Now push your changes back to the central repository on GitHub. As well as pushing the master branch, remember to push the git-annex branch, which is used to track the file contents. You can do this push manually as shown below, or you can just run git annex sync to do the same thing.

# git push origin master git-annex
To git@github.com:joeyh/techtalks.git
 * [new branch]      master -> master
 * [new branch]      git-annex -> git-annex

That push went fast, because it didn't upload large videos to GitHub. To check this, you can ask git-annex where the contents of the videos are:

# git annex whereis
whereis Haskell_Amuse_Bouche.mp4 (1 copy) 
    767e8558-0955-11e1-be83-cbbeaab7fff8 -- here
ok
whereis git-annex_coding_in_haskell.ogg (2 copies) 
    00000000-0000-0000-0000-000000000001 -- web
    767e8558-0955-11e1-be83-cbbeaab7fff8 -- here
ok

make more checkouts

So far you have a central repository, and a checkout on a laptop. You, or anyone you allow to can clone the central repository, and use git-annex with it.

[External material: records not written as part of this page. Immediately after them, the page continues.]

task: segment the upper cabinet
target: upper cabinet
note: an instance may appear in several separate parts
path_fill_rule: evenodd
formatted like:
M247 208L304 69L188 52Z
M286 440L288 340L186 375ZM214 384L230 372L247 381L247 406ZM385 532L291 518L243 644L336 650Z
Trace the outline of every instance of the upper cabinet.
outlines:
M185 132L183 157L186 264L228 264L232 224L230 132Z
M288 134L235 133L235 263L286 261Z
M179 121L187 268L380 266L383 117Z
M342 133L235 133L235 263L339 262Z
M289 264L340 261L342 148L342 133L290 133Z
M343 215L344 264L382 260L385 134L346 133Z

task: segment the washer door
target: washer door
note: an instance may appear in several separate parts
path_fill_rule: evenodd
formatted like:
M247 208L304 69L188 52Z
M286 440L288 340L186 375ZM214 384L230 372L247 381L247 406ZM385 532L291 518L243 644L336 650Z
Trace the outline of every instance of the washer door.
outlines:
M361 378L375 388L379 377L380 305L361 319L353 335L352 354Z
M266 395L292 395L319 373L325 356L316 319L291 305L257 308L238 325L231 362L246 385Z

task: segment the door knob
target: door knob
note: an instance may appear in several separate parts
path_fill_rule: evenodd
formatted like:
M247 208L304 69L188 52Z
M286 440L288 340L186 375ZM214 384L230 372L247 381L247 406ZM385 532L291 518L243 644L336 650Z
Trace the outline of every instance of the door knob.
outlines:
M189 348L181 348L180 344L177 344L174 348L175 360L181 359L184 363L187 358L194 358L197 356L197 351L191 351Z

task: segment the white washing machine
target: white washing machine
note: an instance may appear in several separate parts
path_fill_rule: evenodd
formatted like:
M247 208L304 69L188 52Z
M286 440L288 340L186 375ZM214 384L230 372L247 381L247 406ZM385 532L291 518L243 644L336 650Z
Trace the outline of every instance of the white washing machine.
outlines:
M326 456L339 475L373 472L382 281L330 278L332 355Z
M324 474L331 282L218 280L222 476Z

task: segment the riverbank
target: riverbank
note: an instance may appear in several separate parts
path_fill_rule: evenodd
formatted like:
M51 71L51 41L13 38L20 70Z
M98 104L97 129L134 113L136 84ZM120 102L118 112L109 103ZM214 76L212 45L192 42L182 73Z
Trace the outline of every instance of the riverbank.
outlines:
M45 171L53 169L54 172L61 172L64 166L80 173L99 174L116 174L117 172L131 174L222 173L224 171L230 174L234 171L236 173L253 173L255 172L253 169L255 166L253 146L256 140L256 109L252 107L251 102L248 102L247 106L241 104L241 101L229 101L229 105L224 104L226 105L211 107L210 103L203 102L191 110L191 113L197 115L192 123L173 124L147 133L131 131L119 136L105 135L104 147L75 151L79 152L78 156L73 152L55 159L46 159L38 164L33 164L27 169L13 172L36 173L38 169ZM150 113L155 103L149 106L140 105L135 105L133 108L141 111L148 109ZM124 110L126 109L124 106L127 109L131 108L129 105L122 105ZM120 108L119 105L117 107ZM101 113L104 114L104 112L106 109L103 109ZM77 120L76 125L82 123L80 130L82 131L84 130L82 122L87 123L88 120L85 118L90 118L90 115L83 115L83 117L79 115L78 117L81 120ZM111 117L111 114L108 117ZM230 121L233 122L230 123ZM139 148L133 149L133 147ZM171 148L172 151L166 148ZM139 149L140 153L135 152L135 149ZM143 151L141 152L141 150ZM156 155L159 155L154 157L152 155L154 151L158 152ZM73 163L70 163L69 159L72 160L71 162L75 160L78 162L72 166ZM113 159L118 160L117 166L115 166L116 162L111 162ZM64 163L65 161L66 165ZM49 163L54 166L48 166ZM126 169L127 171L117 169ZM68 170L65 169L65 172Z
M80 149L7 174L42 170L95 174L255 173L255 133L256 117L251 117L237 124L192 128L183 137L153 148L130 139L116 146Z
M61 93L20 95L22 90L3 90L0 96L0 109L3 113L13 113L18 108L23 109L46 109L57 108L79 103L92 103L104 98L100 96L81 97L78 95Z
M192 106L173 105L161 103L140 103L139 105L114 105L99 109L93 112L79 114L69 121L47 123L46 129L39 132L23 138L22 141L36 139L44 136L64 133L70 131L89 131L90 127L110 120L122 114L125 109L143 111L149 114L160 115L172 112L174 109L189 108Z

But, since GitHub doesn't currently support storing large files there with git-annex, other checkouts of your repository won't be able to access the files you added to the repository on your laptop.

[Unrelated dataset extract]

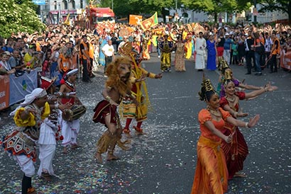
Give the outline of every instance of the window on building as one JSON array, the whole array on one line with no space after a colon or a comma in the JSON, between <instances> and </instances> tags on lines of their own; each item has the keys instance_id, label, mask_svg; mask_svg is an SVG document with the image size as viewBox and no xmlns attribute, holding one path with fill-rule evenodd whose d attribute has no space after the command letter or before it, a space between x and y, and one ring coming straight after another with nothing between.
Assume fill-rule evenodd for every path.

# git clone git@github.com:myrepo/techtalks.git
# git annex get Haskell_Amuse_Bouche-b9OVqxmI.mp4
get Haskell_Amuse_Bouche-b9OVqxmI.mp4

  Try making some of these repositories available:
    767e8558-0955-11e1-be83-cbbeaab7fff8 -- my laptop
failed

add a special remote

So, to complete your setup, you need to set up a repository where git-annex can store the contents of large files. This is often done by setting up a special remote. One free option is explained in using box.com as a special remote. Another useful approach is explained in public Amazon S3 remote.

Once you have the special remote set up on your laptop, you can send files to it:

# git annex copy --to myspecialremote Haskell_Amuse_Bouche-b9OVqxmI.mp4
copy Haskell_Amuse_Bouche-b9OVqxmI.mp4 (to myspecialremote...)
100% 255.11kB/s
ok

You can also git annex move files to it, to free up space on your laptop. And then you can git annex get files back to your laptop later on, as desired.

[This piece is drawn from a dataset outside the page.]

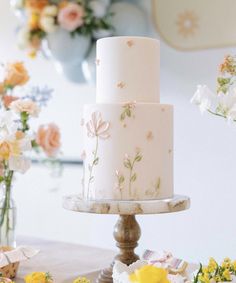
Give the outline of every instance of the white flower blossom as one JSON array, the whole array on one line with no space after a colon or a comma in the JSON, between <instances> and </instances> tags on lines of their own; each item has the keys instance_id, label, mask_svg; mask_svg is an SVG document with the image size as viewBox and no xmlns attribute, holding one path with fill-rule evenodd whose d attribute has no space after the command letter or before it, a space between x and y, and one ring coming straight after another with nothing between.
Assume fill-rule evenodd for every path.
<instances>
[{"instance_id":1,"label":"white flower blossom","mask_svg":"<svg viewBox=\"0 0 236 283\"><path fill-rule=\"evenodd\" d=\"M102 1L93 0L89 3L89 6L97 18L103 18L107 13L107 6Z\"/></svg>"},{"instance_id":2,"label":"white flower blossom","mask_svg":"<svg viewBox=\"0 0 236 283\"><path fill-rule=\"evenodd\" d=\"M51 16L42 16L40 19L40 25L47 33L55 32L58 27L55 23L54 17Z\"/></svg>"},{"instance_id":3,"label":"white flower blossom","mask_svg":"<svg viewBox=\"0 0 236 283\"><path fill-rule=\"evenodd\" d=\"M199 85L191 99L191 103L198 105L201 113L209 110L215 102L215 96L206 85Z\"/></svg>"},{"instance_id":4,"label":"white flower blossom","mask_svg":"<svg viewBox=\"0 0 236 283\"><path fill-rule=\"evenodd\" d=\"M24 174L31 165L30 159L24 156L11 156L9 159L9 169Z\"/></svg>"},{"instance_id":5,"label":"white flower blossom","mask_svg":"<svg viewBox=\"0 0 236 283\"><path fill-rule=\"evenodd\" d=\"M28 27L21 28L17 34L17 45L20 49L26 49L30 45L30 30Z\"/></svg>"},{"instance_id":6,"label":"white flower blossom","mask_svg":"<svg viewBox=\"0 0 236 283\"><path fill-rule=\"evenodd\" d=\"M11 111L0 112L0 140L8 139L15 135L17 131L17 123L13 119Z\"/></svg>"}]
</instances>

After you use git-annex to move files around, remember to sync, which will broadcast its updated location information.

# git annex sync

After setting up the special remote and storing some files on it, you can download them on other clones. You'll first need to enable the same special remote on the clones.

# git annex sync
# git annex enableremote myspecialremote
# git annex get git-annex_coding_in_haskell.ogg
100% 255.11kB/s
ok

take it farther

You can add remotes for each direct connection between machines you find you need -- so make the laptop have the desktop as a remote, and the desktop have the laptop as a remote, and then on either machine git-annex can access files stored on the other.